A favorite along the eastern seaboard during the earlier part of the 20th century was Oysters Rockefeller—baked oysters topped with savory shredded greens. Because of its rich ingredients, creator Jules Alciatore of Antoine’s Restaurant in New Orleans chose John D. Rockefeller, one of the wealthiest men in the nation, as its namesake.—Craig Claiborne
24 oysters on the half shell
1/2 pound butter
1/3 cup finely chopped parsley
1/4 cup finely chopped celery
1/4 cup finely chopped shallots
1/2 small garlic clove, minced
2 cups chopped watercress
1/3 cup chopped fennel
1/3 cup fine soft bread crumbs
1/4 cup anisette or Pernod
Salt and freshly ground pepper to taste
1. Preheat oven to 450°F (230°C).
2. Fill 4 tin pie plates with rock salt and arrange 6 oysters on the half shell on each.

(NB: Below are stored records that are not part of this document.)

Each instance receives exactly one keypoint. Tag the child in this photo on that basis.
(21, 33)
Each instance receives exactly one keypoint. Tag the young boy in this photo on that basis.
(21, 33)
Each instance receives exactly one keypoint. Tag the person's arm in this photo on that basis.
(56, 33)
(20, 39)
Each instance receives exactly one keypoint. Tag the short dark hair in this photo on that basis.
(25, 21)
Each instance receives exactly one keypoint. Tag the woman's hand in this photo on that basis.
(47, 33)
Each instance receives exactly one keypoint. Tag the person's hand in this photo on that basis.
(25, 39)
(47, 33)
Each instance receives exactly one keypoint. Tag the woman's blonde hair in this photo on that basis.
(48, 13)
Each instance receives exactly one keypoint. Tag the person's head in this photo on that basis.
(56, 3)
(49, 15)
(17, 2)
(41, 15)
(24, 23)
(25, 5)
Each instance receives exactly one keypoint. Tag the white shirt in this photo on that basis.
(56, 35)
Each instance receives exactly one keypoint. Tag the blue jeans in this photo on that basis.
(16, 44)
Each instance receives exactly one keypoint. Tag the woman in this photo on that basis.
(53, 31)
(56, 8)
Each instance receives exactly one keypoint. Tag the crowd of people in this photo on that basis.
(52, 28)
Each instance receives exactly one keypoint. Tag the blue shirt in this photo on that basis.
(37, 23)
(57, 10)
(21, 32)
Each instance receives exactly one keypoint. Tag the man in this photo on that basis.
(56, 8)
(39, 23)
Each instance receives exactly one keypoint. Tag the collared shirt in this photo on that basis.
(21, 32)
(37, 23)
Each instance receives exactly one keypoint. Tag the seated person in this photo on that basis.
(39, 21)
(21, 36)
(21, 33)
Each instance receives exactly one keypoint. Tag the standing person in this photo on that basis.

3. In a skillet heat the butter, add the parsley, celery, shallots and garlic and cook 3 minutes. Add the watercress and fennel and cook until the watercress wilts, about 1 minute.
4. Pour the mixture into the container of a food processor and add the remaining ingredients. Blend until the sauce is thoroughly puréed.
5. Place 1 tablespoon of the sauce on each oyster and spread to the rim of the shell. Bake the oysters just until the sauce bubbles, about 4 minutes.